Friday, May 27, 2011

How We Must Live

Romans 6:22 But now that you have been set free from sin and have become slaves of God, the fruit you get leads to sanctification and its end, eternal life.



22 νυνὶ δὲ ἐλευθερωθέντες ἀπὸ τῆς ἁμαρτίας δουλωθέντες δὲ τῷ θεῷ ἔχετε τὸν καρπὸν ὑμῶν εἰς ἁγιασμόν, τὸ δὲ τέλος ζωὴν αἰώνιον.

This is the chapter that begins with the rhetorical question as to whether we should go on sinning so that grace may abound. Paul responds with the emphatic  μὴ γένοιτο, which is translated "by no means" in the ESV. I think a stronger translation is something like, "may it never happen!" or "let it never be so!" though of course neither of those flow as nicely in English. 
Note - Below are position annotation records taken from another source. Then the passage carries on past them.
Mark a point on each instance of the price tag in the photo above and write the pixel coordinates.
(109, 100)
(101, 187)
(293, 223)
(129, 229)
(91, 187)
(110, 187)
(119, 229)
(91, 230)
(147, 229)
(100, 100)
The point is that Paul uses this chapter to explain what it means to be a child of God. The key phrase here is νυνὶ δὲ ἐλευθερωθέντες ἀπὸ τῆς ἁμαρτίας δουλωθέντες δὲ τῷ θεῷ. The words ἐλευθερωθέντες and δουλωθέντες are both aorist passive participles. They get a verbal sense to them with the pronoun νυνὶ. What he is saying is just what the text says in the ESV. He is saying that two things happened when we were saved. First, we were set free from sin. Second, we became slaves of God.
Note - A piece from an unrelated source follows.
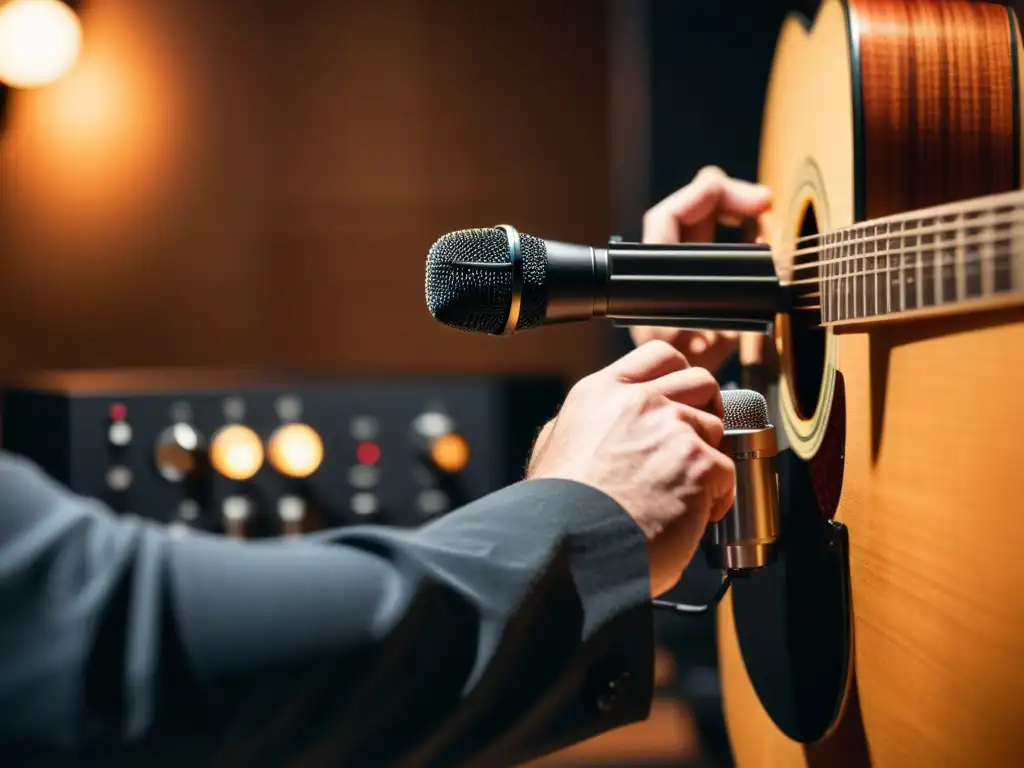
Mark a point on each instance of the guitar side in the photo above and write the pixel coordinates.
(928, 483)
The reason I want to emphasize this is because Americans in particular tend to minimize the idea of slavery in the New Testament. We might go on and on about what slavery meant in that culture as we try to explain Colossians 3:22 or Ephesians 6:5. No matter how we slice it, a slave was bound to his master. Therefore, he had to do his master's will.


If we are truly saved then we are slaves of God. Now of course slaves disobey from time to time. We will deal with that tomorrow. The point is that we need to be in the mindset of total devotion to the Lord. To think less is to minimize what happened on the cross.


Where are you? Are you a slave of God or of sin? It's going to be one or the other.